With the first security update to macOS Ventura, 13.6, already being tested, it's time to take stock over the coming year of macOS updates, and what we can expect. Under Apple's unstated policy, Big Sur has already been consigned to the past, and is now unsupported. Monterey has entered its second and final year of security-only updates, where Ventura has now joined it. But what can we expect Ventura to get over the next year: will those updates include Rapid Security Responses (RSRs) too?
RSRs were new in Ventura, and over the last year Apple has released two of them, the second of which had to be released in a second, fixed version. The first of those, 13.3.1 (a), fixed two vulnerabilities in WebKit that Apple believed may have already been exploited, and was followed 17 days later by 13.4, which incorporated them into a macOS update. The second, 13.4.1 (a) and (c), addressed another vulnerability in WebKit that was incorporated into 13.5 two weeks later.
RSRs are much smaller than even the most minimal macOS update, so far little more than 300 MB even for Apple silicon Macs, whose smallest macOS updates weigh in at around 1.9 GB. Most importantly for Apple, they are released without external testing, and are simpler to deliver and install. When the 13.4.1 (a) RSR had to be replaced to fix its bug, it took only two days, compared with the period of over three weeks required to release 13.5.1 and fix a single bug in a full macOS update. For the great majority of users, fixing a vulnerability by an RSR a couple of weeks sooner than could be achieved by a macOS update might not appear significant, but depending on the threat from its exploitation, it could save a sizeable minority from catching something very nasty. Most importantly, though, it's an overt sign that Apple is responding as rapidly as possible to new threats.
Once Apple has released macOS 14 Sonoma in the coming month or two, we'll have two versions of macOS that can receive RSRs: Ventura, in its first year of security-only support, and Sonoma, fresh out of beta-test. Should we expect RSRs for both of them?

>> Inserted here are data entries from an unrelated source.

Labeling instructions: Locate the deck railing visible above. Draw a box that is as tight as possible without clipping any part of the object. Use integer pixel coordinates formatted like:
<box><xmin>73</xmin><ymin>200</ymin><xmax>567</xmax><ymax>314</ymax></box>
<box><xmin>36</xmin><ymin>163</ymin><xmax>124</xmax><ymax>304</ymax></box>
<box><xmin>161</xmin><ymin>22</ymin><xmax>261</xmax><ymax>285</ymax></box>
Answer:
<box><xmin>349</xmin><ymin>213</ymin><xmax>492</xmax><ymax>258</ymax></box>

Apple has clarified this only yesterday, in an updated support note about RSRs. That makes clear that we're unlikely to see an RSR attempting to patch the kernel for a while, as they're targeted primarily at Safari, WebKit and "other critical system libraries". It also states that "New Rapid Security Responses are delivered only for the latest versions of iOS, iPadOS, and macOS, starting with iOS 16.4.1, iPadOS 16.4.1, and macOS 13.3.1."
Should we ever see another RSR for Ventura, then it will be an exception to that rule. When Apple considers there's a high threat of a vulnerability in WebKit or similar that's already being actively exploited, Sonoma might receive an RSR a couple of weeks before those bugs are fixed in an urgent macOS update, and in the next security updates for Ventura and Monterey. If the bugs aren't amenable to an RSR, with their current limitations, then we'll still have to wait for a patch update to macOS.
We should therefore plan on the following over the coming year:
- Sonoma receives full support, including additional features, general bug fixes, and security fixes including RSRs.
- Ventura receives security-only support in periodic security updates, but no more RSRs, starting from version 13.6, due with the release of Sonoma.
- Monterey continues to receive security-only support in periodic security updates, its next release being 12.7, also due alongside Sonoma.
- Big Sur is unsupported, its final release being 11.7.9.
I hope that helps you plan your upgrades.